ヒンドゥー教の聖地パラナーシの西方に位置する、芸術的価値の高い彫刻を伴うヒンドゥー教及びジャイナ教の寺院群です。85ヶ所あった寺院は、イスラム教徒によって破壊され、現在は25ヶ所になっています。
1986年、インドの世界遺産に登録されました。
愛に満ちた世界遺産「カジュラーホの建造物群」
首都デリーから南東に620kmの位置にあるマディヤ・プラデーシュ州の小都市カジュラーホにある、寺院の壁面にある無数の浮き彫り装飾が有名な寺院群です。
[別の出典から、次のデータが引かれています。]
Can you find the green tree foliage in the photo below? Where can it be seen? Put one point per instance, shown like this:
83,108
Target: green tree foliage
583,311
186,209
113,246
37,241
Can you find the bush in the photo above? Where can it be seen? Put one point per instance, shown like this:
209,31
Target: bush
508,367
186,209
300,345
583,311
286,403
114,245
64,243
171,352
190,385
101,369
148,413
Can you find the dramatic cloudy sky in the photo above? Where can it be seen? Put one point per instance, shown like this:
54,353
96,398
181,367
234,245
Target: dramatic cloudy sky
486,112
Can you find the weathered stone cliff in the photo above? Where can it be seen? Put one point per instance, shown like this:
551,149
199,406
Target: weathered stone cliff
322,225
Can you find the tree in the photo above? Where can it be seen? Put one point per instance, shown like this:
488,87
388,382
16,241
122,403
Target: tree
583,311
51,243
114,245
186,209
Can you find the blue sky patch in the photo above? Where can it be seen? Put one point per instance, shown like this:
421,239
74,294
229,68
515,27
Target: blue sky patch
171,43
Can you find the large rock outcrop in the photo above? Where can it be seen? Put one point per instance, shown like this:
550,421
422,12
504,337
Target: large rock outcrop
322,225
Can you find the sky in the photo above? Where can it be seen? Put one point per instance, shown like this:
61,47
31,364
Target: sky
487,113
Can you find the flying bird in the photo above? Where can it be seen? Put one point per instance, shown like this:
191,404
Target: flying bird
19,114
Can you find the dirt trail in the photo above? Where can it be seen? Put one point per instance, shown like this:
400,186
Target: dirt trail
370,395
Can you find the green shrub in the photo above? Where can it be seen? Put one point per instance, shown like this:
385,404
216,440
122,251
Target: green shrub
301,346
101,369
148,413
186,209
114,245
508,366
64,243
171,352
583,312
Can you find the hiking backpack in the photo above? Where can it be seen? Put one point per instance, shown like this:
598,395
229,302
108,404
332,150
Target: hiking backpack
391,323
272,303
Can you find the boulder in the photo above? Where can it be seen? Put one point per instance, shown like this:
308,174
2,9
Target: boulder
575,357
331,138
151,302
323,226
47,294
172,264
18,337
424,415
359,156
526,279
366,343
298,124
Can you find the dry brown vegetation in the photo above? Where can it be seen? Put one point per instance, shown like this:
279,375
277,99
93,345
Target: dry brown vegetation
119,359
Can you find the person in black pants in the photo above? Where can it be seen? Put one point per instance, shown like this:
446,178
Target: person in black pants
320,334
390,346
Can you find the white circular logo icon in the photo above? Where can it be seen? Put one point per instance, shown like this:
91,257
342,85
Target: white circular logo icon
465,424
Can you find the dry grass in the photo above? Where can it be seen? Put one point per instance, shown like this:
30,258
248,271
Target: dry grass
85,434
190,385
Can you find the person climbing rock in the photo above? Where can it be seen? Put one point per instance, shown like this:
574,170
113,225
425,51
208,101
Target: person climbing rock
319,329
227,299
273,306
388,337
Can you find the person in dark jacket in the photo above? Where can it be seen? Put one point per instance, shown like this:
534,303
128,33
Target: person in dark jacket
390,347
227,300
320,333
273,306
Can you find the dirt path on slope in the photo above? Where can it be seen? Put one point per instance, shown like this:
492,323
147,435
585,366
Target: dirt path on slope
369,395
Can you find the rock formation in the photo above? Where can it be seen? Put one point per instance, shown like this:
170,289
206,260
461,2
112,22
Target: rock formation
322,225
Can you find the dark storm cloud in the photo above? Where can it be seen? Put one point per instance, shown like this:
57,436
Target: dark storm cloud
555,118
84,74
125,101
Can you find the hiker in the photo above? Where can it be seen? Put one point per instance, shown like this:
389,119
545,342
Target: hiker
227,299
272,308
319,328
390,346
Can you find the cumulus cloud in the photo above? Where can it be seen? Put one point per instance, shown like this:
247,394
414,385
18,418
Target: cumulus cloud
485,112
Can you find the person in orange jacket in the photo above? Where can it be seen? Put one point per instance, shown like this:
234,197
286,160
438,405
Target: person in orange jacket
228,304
全てが細かく隙間ないほどの彫刻は、一つとして同じものはなく、動物やアプサラ(天女)、そしてミトゥナ(男女交合)が装飾されています。この彫刻達には北条奇岩などの意味が込められているようですが、過激すぎる彫刻群を見るとエロティックを超過しておおらかさを感じます。
10~13世紀にガンジス川中流域で栄えていたチャンデッラ王朝のもとに建造された寺院群。王朝の最盛期950~1050年にかけて石積み寺院が造営されていました。これらは金で覆われていたともいわれています。
13世紀には王国はイスラム勢力に脅かされるようになり、14世紀には全土を侵略されてしまいました。これにより、偶像崇拝を否定するイスラム教によって、寺院の彫刻の大部分が破壊されてしまいました。
これ以降ここは廃都となり約5世紀の間ジャングルと化し眠り続けました。19世紀初頭になりやっと発見されました。
3ヶ所に分かれたカジュラーホの建造物群
カジュラーホの寺院は西群、東群、南群の3つに分かれています。
西群
ラクシュマナ寺院、ヴィシュヴァナータ寺院、カンダーリヤ・マハーデーヴァ寺院、デーヴィー・ジャグダンベ寺院、マハーデーヴァ寺院、チトラグプラ寺院、パールヴァティー寺院、ナンディー堂、ヴァラーハ寺院、ラクシュマナ寺院、マタンゲーシュワラ寺院。
全てヒンドゥー教の寺院です。
東群
パールシュバナータ寺院、ガンタイー寺院、シャーンティナータ寺院、アーディナータ寺院などがジャイナ教寺院。
ハヌマーン寺院、ブラフマー寺院、ヴァーマナ寺院、ジャヴァーリー寺院などがヒンドゥー教寺院です。
南群
ドゥラーデーオ寺院、チャトゥルプジャ寺院など全てヒンドゥー教寺院です。
最も大きいのが西郡。いずれもインド・アーリアン建築で、下から眺めるというより山のように見えるのが特徴です。東群に行ってジャイナ教寺院とヒンドゥー教寺院を比べてみるのも楽しみ方のひとつです。個々に違った特徴があるので、ゆっくりとみて回りたいスポットです。
「カジュラーホの建造物群」のまとめ
寺院といえば堅い宗教イメージを思い起こしますが、ミトゥナ像のエロティックな彫刻には、訪れた誰もが驚きを隠せないほどです。
中世インドでは寺院建築には、北方型と南方型の2つの形態があり、カジュラーホは砲弾を建てたような形の典型的な北方型です。古代北インドの代表作ともいえる寺院建築美も存分に味わうことができます。
クオリティの高い繊細な彫刻を見に、ぜひ、訪れてみて下さい。